From: http://www-users.cs.umn.edu/~han/data/tmdata.tar.gz

As mentioned in:

@article{han2000centroid,
  title={Centroid-based document classification: Analysis and experimental results},
  author={Han, E.H. and Karypis, G.},
  journal={Principles of Data Mining and Knowledge Discovery},
  pages={116--123},
  year={2000},
  publisher={Springer}
}

http://citeseerx.ist.psu.edu/viewdoc/download?doi=10.1.1.34.1097&rep=rep1&type=pdf


1. This directory contains 20 data sets used in the experiments reported
   in paper titled "Centroid-Based Document Classification: Analysis & 
   Experimental Results" by Eui-Hong (Sam) Han and George Karypis.
   Note that we did not include three data sets (west1, west2, and west3) 
   from West Group, because they are not available for public use.

2. For each data set, there are 3 files.  For example, for oh0 data set:

	oh0.mat : sparse vector space representation of documents where rows
                  are documents and columns are words
	oh0.mat.rlabel: row label (the class name of each document)
	oh0.mat.clabel: column label (stemmed words)
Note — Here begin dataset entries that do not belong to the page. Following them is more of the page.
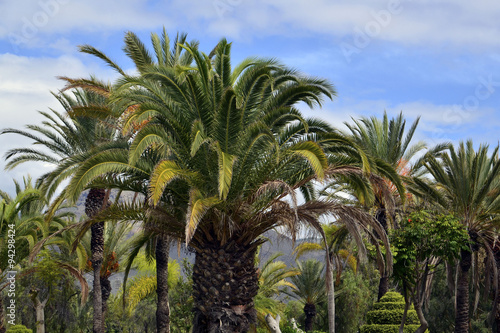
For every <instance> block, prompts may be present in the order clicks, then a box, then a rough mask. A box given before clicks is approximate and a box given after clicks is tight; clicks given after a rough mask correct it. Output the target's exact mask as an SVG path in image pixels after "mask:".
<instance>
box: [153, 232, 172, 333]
mask: <svg viewBox="0 0 500 333" xmlns="http://www.w3.org/2000/svg"><path fill="white" fill-rule="evenodd" d="M155 251H156V279H157V283H156V285H157V287H156V293H157V295H158V304H157V307H156V332H157V333H169V332H170V306H169V304H168V258H169V251H170V239H169V238H168V236H163V235H160V236H158V238H157V241H156V249H155Z"/></svg>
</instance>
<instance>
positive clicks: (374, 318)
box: [366, 309, 419, 325]
mask: <svg viewBox="0 0 500 333" xmlns="http://www.w3.org/2000/svg"><path fill="white" fill-rule="evenodd" d="M403 312H404V309H394V310H374V311H369V312H368V313H367V314H366V321H367V322H368V323H369V324H381V325H390V324H394V323H398V322H401V319H402V318H403ZM418 323H419V322H418V317H417V312H416V311H414V310H410V311H408V315H407V318H406V324H418Z"/></svg>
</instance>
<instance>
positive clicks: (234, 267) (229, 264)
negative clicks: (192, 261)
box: [192, 240, 259, 333]
mask: <svg viewBox="0 0 500 333" xmlns="http://www.w3.org/2000/svg"><path fill="white" fill-rule="evenodd" d="M256 248H257V244H255V243H254V244H244V245H242V244H238V243H237V242H235V241H234V240H232V241H229V242H228V243H226V244H224V245H221V244H220V242H218V241H216V240H212V241H206V242H203V246H199V247H198V249H197V250H196V259H195V263H194V267H193V295H194V302H195V303H194V309H193V311H194V322H193V331H192V332H193V333H229V332H230V333H233V332H234V333H241V332H248V330H249V329H250V325H251V324H254V323H255V322H256V320H257V314H256V311H255V308H254V304H253V297H255V295H257V290H258V288H259V287H258V275H257V269H256V267H255V253H256Z"/></svg>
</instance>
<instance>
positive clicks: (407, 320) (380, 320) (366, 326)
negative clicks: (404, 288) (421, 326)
mask: <svg viewBox="0 0 500 333" xmlns="http://www.w3.org/2000/svg"><path fill="white" fill-rule="evenodd" d="M404 308H405V302H404V297H403V296H402V295H401V294H400V293H397V292H394V291H390V292H388V293H386V294H385V295H384V296H383V297H382V298H381V299H380V301H379V302H377V303H375V304H373V310H371V311H368V313H367V314H366V322H367V323H368V324H367V325H363V326H361V328H360V333H393V332H394V333H398V332H399V325H400V324H401V320H402V319H403V313H404ZM419 326H420V322H419V320H418V316H417V312H416V311H415V310H414V308H413V306H412V307H410V309H409V310H408V313H407V317H406V323H405V327H404V332H405V333H413V332H415V331H416V330H417V328H418V327H419ZM427 332H428V331H427Z"/></svg>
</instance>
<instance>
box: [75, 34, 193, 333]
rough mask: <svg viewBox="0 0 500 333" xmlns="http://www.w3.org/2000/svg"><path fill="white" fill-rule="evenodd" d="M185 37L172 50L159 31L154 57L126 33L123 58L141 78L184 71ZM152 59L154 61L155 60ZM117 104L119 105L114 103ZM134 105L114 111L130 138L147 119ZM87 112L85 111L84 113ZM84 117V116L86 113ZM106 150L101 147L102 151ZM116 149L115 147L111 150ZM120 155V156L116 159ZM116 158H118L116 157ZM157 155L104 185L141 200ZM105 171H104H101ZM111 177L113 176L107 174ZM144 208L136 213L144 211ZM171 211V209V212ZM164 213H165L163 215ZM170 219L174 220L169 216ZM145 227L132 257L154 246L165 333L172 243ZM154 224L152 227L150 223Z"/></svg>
mask: <svg viewBox="0 0 500 333" xmlns="http://www.w3.org/2000/svg"><path fill="white" fill-rule="evenodd" d="M186 39H187V35H186V34H177V36H176V38H175V40H174V41H173V46H172V47H171V46H170V38H169V36H168V34H167V32H166V30H165V28H164V29H163V33H162V35H161V37H159V36H158V35H157V34H156V33H152V34H151V43H152V45H153V50H154V56H152V55H151V53H150V52H149V51H148V49H147V48H146V47H145V45H144V43H143V42H142V41H141V40H140V39H139V38H138V37H137V35H136V34H134V33H133V32H127V34H126V35H125V39H124V40H125V47H124V51H125V53H126V54H127V56H128V57H129V58H130V59H131V60H132V61H133V62H134V64H135V66H136V69H137V71H138V72H139V73H140V74H142V73H144V72H145V71H147V70H148V69H149V68H150V67H151V66H160V67H165V68H171V69H173V68H175V67H181V68H182V67H187V66H190V64H191V63H192V61H193V57H192V55H191V54H190V53H188V52H183V48H182V47H181V45H182V44H184V43H185V42H186ZM197 44H198V42H196V41H193V42H192V45H193V46H195V45H197ZM80 50H81V51H82V52H84V53H88V54H91V55H93V56H96V57H98V58H100V59H102V60H103V61H105V62H106V63H107V64H108V65H109V66H110V67H111V68H113V69H115V70H116V71H117V72H118V74H120V75H121V76H122V77H124V78H126V77H127V74H125V72H124V71H123V69H122V68H121V67H120V66H118V65H117V64H116V63H115V62H113V61H112V60H111V59H110V58H109V57H107V56H106V55H105V54H104V53H103V52H101V51H99V50H97V49H96V48H94V47H92V46H90V45H84V46H82V47H81V48H80ZM155 58H156V59H155ZM69 87H72V88H75V87H85V88H88V84H87V81H86V80H84V79H78V80H72V81H71V84H70V86H69ZM118 104H120V103H118ZM137 107H138V104H132V105H128V106H127V107H125V108H118V110H119V111H120V110H125V111H124V112H123V113H122V114H121V117H122V119H126V120H127V122H126V123H125V124H123V125H124V127H123V128H122V130H123V133H124V134H125V135H131V136H134V135H135V134H136V132H137V131H138V130H139V129H140V128H141V127H142V126H144V125H145V124H146V123H147V122H148V121H149V119H148V118H146V119H140V120H137V119H136V118H135V114H134V111H135V110H136V109H137ZM85 111H88V110H85ZM87 114H88V113H87ZM106 148H108V147H104V150H106ZM113 148H116V147H113ZM120 154H121V156H120ZM117 155H118V157H117ZM124 156H125V157H127V156H128V150H127V149H122V150H120V151H117V150H113V151H112V152H111V153H110V154H109V155H107V160H106V161H104V164H106V163H108V165H114V164H115V163H116V162H118V163H120V162H121V160H122V159H123V157H124ZM159 157H161V155H158V154H155V153H151V152H150V151H149V152H143V154H142V156H141V158H142V159H143V160H145V161H148V162H149V163H150V165H147V164H145V165H143V169H141V170H140V171H139V172H137V169H134V168H129V169H128V170H126V171H125V170H121V171H122V174H121V177H122V179H125V180H126V181H125V182H122V181H117V180H116V179H112V180H111V182H109V183H108V184H107V186H110V187H117V188H120V189H121V190H123V189H126V190H132V191H135V192H136V193H141V194H143V195H144V196H147V182H148V180H149V177H150V174H151V169H152V167H151V166H154V165H155V164H156V163H157V162H158V158H159ZM120 158H121V159H120ZM104 168H105V167H104ZM111 175H112V176H113V173H111ZM175 204H176V203H175V202H174V201H173V199H172V196H171V197H170V200H168V202H166V205H164V207H165V209H164V210H163V211H162V212H163V213H164V214H167V215H168V218H169V219H172V218H176V217H175V214H176V213H173V212H172V210H173V209H172V207H171V206H174V205H175ZM145 207H146V205H145V206H143V207H141V208H139V209H146V208H145ZM174 210H175V209H174ZM167 212H168V213H167ZM172 215H174V216H172ZM145 222H147V223H146V225H145V226H146V229H145V231H146V234H145V235H146V237H143V238H142V242H139V243H138V244H136V245H137V246H138V247H137V246H136V248H135V250H134V251H132V253H134V254H137V253H138V252H137V251H138V249H139V247H140V246H145V245H146V244H150V243H154V247H153V248H154V249H155V253H154V257H155V258H156V263H157V265H156V268H157V274H156V278H157V280H159V282H158V284H157V288H156V291H157V296H158V300H157V301H158V304H157V312H156V324H157V325H156V326H157V327H156V329H157V331H158V333H167V332H169V331H170V328H169V304H168V283H167V280H168V258H169V249H170V246H171V244H172V241H173V240H172V239H171V238H170V237H169V235H167V234H165V233H164V232H163V231H162V229H161V228H157V227H155V226H154V225H152V220H151V219H148V221H145ZM153 224H154V223H153ZM133 260H134V257H133V256H132V257H130V260H129V265H128V266H127V272H126V275H125V281H126V278H127V276H128V269H129V268H130V265H131V264H132V262H133Z"/></svg>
3. Format of the *.mat file is as follows:

   no-of-rows no-of-columns no-of-non-zero-elements
   doc-1
   doc-2
   .
   .
   .
   doc-n

   Each row corresponds to a document and has the following format:

   c1 f1 c2 f2 c3 f3 ..... cm fm

   where c? represents a word id and f? represents the text frequency
   of c? in this document.

4. The *.mat.rlabel contains class label of documents.  The first line
   corresponds to the class label of the first document represented in
   *.mat file, and so forth.

5. The *.mat.clabel contains stemmed words of the documents.  The first
   line corresponds to the word-id 1 used in *.mat file, and so forth.